People with well-controlled diabetes generally have a high quality of life and have a much lower risk of disability and early death, and they generally respond well to changes in diet and exercise, though most people need medications to manage their blood glucose levels and avoid complications.

“There is general agreement among doctors that metformin, the most common first-line medication for treating type 2 diabetes, combined with diet and exercise is the best early approach in diabetes care,” said John Buse, MD, PhD, the Verne S. Caviness Distinguished Professor of Medicine in the Division of Endocrinology and Metabolism in the UNC Department of Medicine. “However, most people with diabetes will require more than one medicine to control their condition over time.”

The nation-wide GRADE study, with leadership and participation from UNC School of Medicine researchers, compared four different second-line therapies on the background of metformin and their ability to maintain blood glucose levels in a healthy range over time. The trial found that two of the treatments, glargine and liraglutide, worked better than the other drugs, sitagliptin and glimepiride, to maintain blood glucose levels.

Sue Kirkman, MD
Sue Kirkman, MD

Their results were published in a pair of papers in the New England Journal of Medicine. Sue Kirkman, MD, a professor of medicine in the division of endocrinology and metabolism, was a principal investigator on the study and co-chair of the outcomes adjudication committee.

Launched in 2013, the Glycemia Reduction Approaches in Diabetes: A Comparative Effectiveness (GRADE) Study, funded by the National Institute of Diabetes and Digestive and Kidney Diseases (NIDDK), part of the National Institutes of Health (NIH), was designed to compare four major medication classes approved by the FDA to treat diabetes in combination with metformin.

“The hope is that this data will inform people with diabetes and their providers regarding what the right choice is for them if they need a second medication after metformin to help control their disease with an aim to reducing the risk of complications and promoting a long and healthy life,” said Buse, director of the UNC Diabetes Center and co-director of the North Carolina Translational and Clinical Sciences Institute (NC TraCS).

The study enrolled 5,047 people with type 2 diabetes from diverse racial and ethnic groups who were already taking metformin. Participants were then randomly placed into one of four treatment groups. Three groups took metformin and one of three medications that can increase the body’s own production of insulin: sitagliptin, liraglutide, or glimepiride. The fourth group took metformin and insulin glargine U-100, a long-acting insulin.

After an average of four years of follow-up, the study found that participants taking metformin and liraglutide or insulin glargine achieved and maintained their target blood glucose levels for the longest time compared to sitagliptin or glimepiride. This translated into approximately 6 months more time with blood glucose in the target range compared with sitagliptin, which was the least effective in maintaining target levels. Treatment effects did not differ based on age, sex, race, or ethnicity.
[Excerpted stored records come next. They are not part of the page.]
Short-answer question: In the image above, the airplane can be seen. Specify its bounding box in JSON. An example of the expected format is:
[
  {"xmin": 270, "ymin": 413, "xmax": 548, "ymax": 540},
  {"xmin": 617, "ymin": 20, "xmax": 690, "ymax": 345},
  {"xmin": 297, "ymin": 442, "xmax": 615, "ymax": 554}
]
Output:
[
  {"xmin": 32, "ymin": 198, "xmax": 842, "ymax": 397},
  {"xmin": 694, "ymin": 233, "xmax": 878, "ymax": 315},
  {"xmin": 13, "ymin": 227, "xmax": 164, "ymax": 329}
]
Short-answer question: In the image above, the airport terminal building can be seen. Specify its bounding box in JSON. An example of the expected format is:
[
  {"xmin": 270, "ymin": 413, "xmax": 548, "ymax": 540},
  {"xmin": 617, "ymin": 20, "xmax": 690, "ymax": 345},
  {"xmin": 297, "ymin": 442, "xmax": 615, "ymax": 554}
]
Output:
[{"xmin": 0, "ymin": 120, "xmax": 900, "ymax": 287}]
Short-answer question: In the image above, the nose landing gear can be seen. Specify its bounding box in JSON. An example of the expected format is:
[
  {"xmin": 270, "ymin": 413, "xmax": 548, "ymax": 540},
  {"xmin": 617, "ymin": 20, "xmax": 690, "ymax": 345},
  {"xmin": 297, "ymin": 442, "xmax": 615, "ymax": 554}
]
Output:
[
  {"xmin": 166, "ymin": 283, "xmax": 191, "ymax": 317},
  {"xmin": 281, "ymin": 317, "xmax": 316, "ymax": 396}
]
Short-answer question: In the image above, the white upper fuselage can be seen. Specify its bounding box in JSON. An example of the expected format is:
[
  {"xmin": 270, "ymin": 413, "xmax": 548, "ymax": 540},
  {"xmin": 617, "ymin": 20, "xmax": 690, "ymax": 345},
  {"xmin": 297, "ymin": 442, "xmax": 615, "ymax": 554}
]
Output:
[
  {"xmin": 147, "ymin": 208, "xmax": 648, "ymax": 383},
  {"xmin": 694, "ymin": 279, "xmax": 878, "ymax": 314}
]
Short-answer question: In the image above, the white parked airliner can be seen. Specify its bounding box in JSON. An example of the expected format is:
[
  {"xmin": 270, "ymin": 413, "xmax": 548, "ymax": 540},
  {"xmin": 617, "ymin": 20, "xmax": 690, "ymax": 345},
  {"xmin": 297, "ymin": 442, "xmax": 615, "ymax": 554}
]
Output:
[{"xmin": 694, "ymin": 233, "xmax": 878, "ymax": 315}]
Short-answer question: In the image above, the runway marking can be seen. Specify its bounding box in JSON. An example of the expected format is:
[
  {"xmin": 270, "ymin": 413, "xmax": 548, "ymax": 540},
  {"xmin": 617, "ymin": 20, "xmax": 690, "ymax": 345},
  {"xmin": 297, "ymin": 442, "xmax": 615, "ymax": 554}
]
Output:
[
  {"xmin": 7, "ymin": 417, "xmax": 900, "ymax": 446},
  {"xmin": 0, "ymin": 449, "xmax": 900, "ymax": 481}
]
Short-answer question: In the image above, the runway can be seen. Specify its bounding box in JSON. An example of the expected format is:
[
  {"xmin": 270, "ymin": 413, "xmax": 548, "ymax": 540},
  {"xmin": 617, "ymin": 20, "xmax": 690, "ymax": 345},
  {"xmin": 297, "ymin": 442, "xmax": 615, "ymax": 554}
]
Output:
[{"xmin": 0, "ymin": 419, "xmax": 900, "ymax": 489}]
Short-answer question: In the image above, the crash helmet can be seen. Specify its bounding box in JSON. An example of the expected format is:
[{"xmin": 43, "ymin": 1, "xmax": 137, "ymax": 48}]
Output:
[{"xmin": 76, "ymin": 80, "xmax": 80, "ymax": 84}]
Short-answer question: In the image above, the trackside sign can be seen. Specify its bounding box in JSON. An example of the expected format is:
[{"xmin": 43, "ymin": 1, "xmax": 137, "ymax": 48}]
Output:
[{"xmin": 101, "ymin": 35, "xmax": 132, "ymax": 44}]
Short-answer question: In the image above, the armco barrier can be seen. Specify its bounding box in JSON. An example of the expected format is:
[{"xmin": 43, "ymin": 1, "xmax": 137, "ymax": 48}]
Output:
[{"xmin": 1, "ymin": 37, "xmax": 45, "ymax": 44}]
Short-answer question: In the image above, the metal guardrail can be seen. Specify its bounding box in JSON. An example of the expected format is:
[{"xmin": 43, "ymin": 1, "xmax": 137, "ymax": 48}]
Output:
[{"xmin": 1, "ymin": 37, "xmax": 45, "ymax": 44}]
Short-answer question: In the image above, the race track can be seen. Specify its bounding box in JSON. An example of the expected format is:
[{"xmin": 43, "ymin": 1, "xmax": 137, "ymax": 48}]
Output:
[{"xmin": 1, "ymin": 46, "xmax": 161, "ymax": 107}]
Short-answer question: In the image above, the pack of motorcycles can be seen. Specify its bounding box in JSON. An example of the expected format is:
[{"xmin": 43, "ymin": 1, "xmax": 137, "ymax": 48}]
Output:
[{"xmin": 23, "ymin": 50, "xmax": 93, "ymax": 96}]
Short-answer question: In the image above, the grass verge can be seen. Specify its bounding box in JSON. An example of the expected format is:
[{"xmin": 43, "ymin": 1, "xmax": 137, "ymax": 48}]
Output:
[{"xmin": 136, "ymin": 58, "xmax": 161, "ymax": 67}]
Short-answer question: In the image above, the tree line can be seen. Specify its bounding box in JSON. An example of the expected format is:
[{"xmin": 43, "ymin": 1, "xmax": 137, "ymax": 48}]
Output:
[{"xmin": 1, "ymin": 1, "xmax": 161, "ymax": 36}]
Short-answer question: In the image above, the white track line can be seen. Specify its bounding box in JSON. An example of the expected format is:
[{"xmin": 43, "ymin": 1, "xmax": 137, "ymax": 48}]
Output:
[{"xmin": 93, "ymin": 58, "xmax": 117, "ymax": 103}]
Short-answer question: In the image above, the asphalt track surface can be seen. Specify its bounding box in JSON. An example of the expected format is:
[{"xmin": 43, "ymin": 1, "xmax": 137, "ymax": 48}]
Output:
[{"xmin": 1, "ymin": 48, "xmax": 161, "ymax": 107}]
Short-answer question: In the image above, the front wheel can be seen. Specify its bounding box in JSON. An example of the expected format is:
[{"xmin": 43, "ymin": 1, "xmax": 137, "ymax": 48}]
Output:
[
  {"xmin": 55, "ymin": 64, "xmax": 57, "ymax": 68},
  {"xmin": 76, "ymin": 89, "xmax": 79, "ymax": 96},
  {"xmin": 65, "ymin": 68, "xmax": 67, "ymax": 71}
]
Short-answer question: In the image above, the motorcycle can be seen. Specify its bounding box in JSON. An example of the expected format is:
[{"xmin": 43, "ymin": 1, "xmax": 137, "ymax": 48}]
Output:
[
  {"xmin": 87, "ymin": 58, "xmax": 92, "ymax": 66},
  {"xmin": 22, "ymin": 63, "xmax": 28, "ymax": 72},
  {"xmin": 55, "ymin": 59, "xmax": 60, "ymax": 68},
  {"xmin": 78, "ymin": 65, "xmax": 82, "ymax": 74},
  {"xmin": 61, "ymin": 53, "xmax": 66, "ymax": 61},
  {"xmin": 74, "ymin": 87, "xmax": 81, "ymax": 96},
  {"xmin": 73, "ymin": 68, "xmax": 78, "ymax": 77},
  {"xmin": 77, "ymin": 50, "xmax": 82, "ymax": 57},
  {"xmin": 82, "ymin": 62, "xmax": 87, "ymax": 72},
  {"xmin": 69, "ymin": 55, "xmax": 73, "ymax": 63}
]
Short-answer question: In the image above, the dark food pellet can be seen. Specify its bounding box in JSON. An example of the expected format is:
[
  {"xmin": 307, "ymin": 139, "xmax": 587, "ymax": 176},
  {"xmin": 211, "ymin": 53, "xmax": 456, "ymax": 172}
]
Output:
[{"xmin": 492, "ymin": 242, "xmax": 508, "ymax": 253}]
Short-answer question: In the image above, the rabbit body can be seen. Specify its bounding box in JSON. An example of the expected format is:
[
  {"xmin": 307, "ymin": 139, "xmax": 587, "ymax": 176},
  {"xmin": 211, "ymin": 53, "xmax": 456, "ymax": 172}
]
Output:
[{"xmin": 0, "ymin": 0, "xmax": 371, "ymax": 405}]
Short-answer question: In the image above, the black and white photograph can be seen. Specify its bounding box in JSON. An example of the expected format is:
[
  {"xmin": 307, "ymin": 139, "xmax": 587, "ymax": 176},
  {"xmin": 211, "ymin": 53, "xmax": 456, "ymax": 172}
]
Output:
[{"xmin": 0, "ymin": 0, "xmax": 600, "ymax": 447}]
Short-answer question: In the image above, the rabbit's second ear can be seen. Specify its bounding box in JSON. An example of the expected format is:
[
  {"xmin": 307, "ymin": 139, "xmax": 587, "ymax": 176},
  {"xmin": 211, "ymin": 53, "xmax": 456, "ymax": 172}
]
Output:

However, none of the combinations yielded perfect results. Nearly three-quarters of all participants were unable to maintain the lowest blood glucose target over four years, underscoring the difficulty in maintaining recommended targets in many patients with type 2 diabetes.

The study also looked at treatments’ effects on developing diabetes-related complications. Researchers found that participants in the liraglutide group were least likely to experience any cardiovascular disease.

Additionally, the study examined the side effects of the drugs. Serious adverse events were similar overall in the four groups. Severe low blood sugar reaction affected more participants who had taken glimepiride, and gastrointestinal symptoms were more common with liraglutide than with the other three treatment groups.

On average, participants in all treatment groups lost weight. Over four years, people in the liraglutide and sitagliptin groups lost significantly more weight (an average of seven and four pounds, respectively) than the glargine and glimepiride groups (less than two pounds).